おいしい酒の追求と農業の活性化へ「獺祭」酒米コンテスト開催 旭酒造2021年1月27日
獺祭を製造する旭酒造(山口県岩国市)は、より美味しい酒の追求と農業の活性化のため、獺祭の原料米山田錦の品質を競うコンテスト「最高を超える山田錦プロジェクト」を開催。1月23日に結果を発表した。

同コンテストは、原料米に山田錦のみを使う獺祭のさらなる進化のため、また、コンテストを通して日本の農業を活気づけようと、旭酒造が2019年から開始。グランプリに1俵50万円と、相場の約25倍の買い取り価格を提示したことでも大きな話題となった。
2回目となる今回は2020年に収穫された全国の山田錦が対象。

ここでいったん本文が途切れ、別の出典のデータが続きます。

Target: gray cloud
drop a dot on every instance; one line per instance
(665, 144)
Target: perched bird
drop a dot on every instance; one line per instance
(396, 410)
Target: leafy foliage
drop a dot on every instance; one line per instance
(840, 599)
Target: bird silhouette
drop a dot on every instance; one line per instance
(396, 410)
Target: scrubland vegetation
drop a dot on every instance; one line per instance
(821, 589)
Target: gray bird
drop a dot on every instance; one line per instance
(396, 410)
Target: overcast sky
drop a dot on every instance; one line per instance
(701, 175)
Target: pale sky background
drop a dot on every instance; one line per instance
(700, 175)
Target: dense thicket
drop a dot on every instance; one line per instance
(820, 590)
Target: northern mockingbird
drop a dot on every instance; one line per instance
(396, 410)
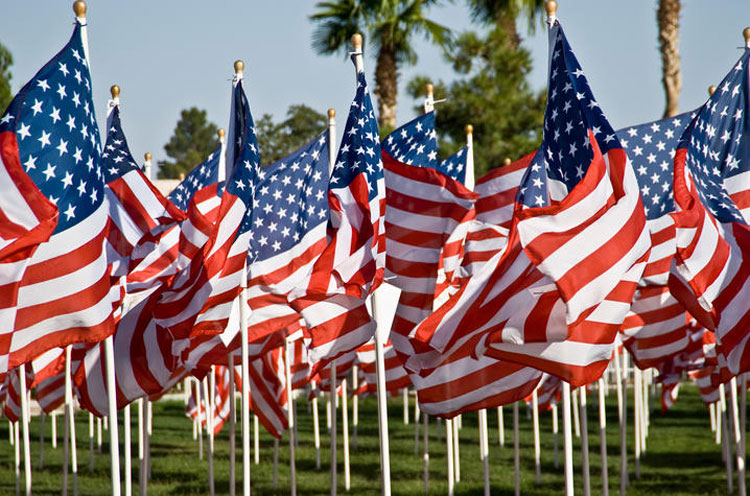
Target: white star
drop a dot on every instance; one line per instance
(23, 132)
(49, 171)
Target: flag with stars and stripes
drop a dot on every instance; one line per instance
(64, 294)
(423, 207)
(201, 303)
(712, 167)
(351, 266)
(137, 209)
(555, 297)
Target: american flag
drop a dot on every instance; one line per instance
(351, 266)
(66, 293)
(555, 297)
(138, 211)
(202, 304)
(712, 166)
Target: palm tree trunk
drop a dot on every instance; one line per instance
(386, 88)
(668, 17)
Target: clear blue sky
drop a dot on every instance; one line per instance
(168, 55)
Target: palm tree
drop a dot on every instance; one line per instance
(390, 27)
(668, 19)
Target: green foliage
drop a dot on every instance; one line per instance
(6, 60)
(193, 140)
(277, 140)
(493, 95)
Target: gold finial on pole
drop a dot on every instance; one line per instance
(79, 8)
(357, 42)
(430, 90)
(551, 8)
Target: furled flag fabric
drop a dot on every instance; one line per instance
(202, 303)
(352, 265)
(137, 208)
(555, 297)
(64, 294)
(711, 276)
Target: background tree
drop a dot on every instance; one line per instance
(390, 27)
(277, 140)
(193, 140)
(668, 19)
(493, 95)
(6, 60)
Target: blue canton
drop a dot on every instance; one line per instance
(58, 139)
(651, 148)
(116, 158)
(566, 153)
(203, 175)
(360, 147)
(246, 167)
(455, 165)
(717, 144)
(291, 199)
(414, 143)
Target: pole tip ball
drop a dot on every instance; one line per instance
(357, 42)
(79, 8)
(551, 8)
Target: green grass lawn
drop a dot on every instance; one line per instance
(682, 458)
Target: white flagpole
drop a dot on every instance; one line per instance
(516, 451)
(537, 446)
(239, 66)
(288, 357)
(500, 427)
(17, 451)
(42, 422)
(567, 440)
(621, 414)
(69, 446)
(316, 432)
(425, 454)
(725, 444)
(142, 483)
(54, 428)
(603, 436)
(449, 455)
(209, 414)
(456, 449)
(114, 448)
(585, 444)
(334, 430)
(199, 404)
(232, 428)
(484, 449)
(355, 404)
(127, 449)
(25, 427)
(345, 430)
(576, 418)
(555, 431)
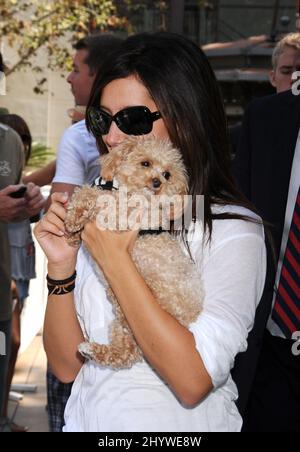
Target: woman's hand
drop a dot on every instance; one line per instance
(108, 247)
(50, 233)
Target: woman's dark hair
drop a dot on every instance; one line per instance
(20, 126)
(181, 82)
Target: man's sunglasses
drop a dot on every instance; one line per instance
(131, 120)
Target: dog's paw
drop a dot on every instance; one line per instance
(86, 350)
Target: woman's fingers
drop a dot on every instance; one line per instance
(59, 197)
(53, 221)
(45, 226)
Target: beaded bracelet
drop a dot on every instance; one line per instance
(61, 287)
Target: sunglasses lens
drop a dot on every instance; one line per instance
(100, 121)
(134, 121)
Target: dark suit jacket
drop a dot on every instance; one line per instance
(262, 169)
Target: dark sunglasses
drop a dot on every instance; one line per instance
(131, 120)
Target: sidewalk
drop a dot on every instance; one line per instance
(31, 368)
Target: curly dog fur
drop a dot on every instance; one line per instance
(148, 167)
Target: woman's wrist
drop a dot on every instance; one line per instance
(61, 271)
(115, 266)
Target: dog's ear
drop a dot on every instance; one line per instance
(111, 161)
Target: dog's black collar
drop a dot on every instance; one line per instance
(105, 185)
(113, 185)
(152, 231)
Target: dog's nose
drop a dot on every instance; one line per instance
(156, 183)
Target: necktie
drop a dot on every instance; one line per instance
(286, 311)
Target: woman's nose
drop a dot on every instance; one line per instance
(114, 136)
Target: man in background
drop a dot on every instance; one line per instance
(77, 164)
(11, 210)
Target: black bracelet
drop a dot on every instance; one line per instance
(61, 282)
(60, 290)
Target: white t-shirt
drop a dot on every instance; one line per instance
(78, 156)
(233, 270)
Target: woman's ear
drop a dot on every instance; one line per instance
(110, 162)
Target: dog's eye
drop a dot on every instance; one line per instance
(166, 175)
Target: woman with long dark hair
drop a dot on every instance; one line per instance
(159, 84)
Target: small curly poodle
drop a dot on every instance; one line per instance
(153, 170)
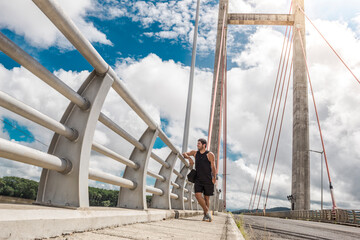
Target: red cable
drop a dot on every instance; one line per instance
(318, 121)
(329, 45)
(270, 111)
(277, 144)
(277, 115)
(221, 108)
(272, 119)
(266, 131)
(216, 83)
(225, 132)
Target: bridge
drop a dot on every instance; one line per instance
(62, 203)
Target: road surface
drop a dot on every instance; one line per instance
(276, 228)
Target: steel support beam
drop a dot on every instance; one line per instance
(180, 180)
(136, 198)
(260, 19)
(71, 190)
(188, 195)
(164, 201)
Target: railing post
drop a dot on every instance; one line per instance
(164, 201)
(136, 198)
(179, 203)
(71, 190)
(354, 216)
(189, 187)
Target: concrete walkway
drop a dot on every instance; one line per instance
(222, 227)
(20, 221)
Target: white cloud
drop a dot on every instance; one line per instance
(25, 18)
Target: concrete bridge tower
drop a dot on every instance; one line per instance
(300, 189)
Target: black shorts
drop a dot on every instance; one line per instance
(207, 189)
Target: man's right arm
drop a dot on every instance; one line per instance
(187, 156)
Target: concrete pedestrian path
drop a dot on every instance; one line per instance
(22, 221)
(222, 227)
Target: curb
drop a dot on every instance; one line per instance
(29, 222)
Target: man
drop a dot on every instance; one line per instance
(205, 175)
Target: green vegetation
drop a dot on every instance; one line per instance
(18, 187)
(24, 188)
(239, 220)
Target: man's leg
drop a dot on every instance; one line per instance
(201, 201)
(207, 201)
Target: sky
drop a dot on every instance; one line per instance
(149, 44)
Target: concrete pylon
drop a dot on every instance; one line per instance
(214, 146)
(300, 189)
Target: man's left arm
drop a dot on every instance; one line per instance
(213, 168)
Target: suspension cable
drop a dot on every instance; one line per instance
(277, 144)
(225, 132)
(302, 10)
(276, 119)
(222, 40)
(272, 117)
(270, 111)
(318, 121)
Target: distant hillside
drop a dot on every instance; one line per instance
(276, 209)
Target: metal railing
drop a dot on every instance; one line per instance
(341, 216)
(65, 175)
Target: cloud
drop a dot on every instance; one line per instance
(25, 18)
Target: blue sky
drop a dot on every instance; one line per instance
(148, 43)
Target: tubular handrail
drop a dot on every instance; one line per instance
(109, 153)
(24, 59)
(120, 131)
(175, 184)
(178, 174)
(20, 108)
(51, 9)
(174, 196)
(108, 76)
(97, 175)
(154, 190)
(155, 175)
(20, 153)
(159, 160)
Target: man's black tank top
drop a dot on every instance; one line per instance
(203, 168)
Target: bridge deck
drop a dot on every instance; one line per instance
(183, 228)
(258, 227)
(19, 221)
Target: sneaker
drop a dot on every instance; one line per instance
(208, 217)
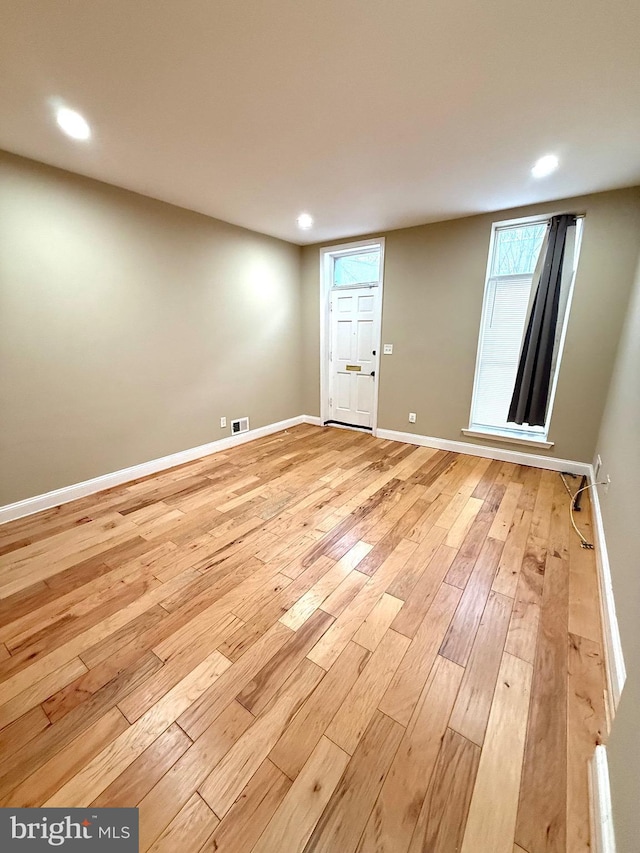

エントリー数は127点で、そのうち機械による事前審査を通過した43点が目視審査に進み、2020年12月に審査会が行われた。産地に関係なく、酒米としての山田錦の品質が評価され、審査員は複数の地域から、山田錦の品質評価に十分な経験と能力を持つ人を中心に、旭酒造で精米を長く担当する社員も一人参加した。
オンラインで行われた発表会では、冒頭の挨拶で、同社の桜井一宏社長が「世界の市場で日本酒が戦うためには、酒米山田錦の品質向上は非常に強い武器の一つになる」と述べ、コロナ禍の中、厳しい審査基準に調整してくれた農家へ感謝を伝えた。
第2回のグランプリ(賞金3000万円)は、福岡県朝倉市の(株)ウイング甘木の北嶋将治さんで、エントリー2回目でのグランプリ受賞。審査員を驚かせる圧倒的な点差でのグランプリ獲得となった。北嶋さんのグループは山田錦を作って約10年。北嶋さんが作るお米では「にこまる」が「お米番付」で最もおいしいお米の一つに選ばれるなど高い評価を受けている。発表会で北嶋さんは「来年はさらに質を高めていきたい」とさらなる決意を語った。
準グランプリ(賞金1000万円)は、(株)山田錦栽培研究所(栃木県下野市)の紙本進氏でこちらも2回目のチャレンジ。2020年度は、日照時間が短く、高温障害なども心配されたが、毎年変わる天候を見ながら作業を細かく調整していくことが「お米作りの秘訣」という同研究所は、昨年度のコンテストで1位と3位を獲得している。栃木で栽培されているイメージがあまりない山田錦だが、高品質な産地として今後注目が集まりそうだ。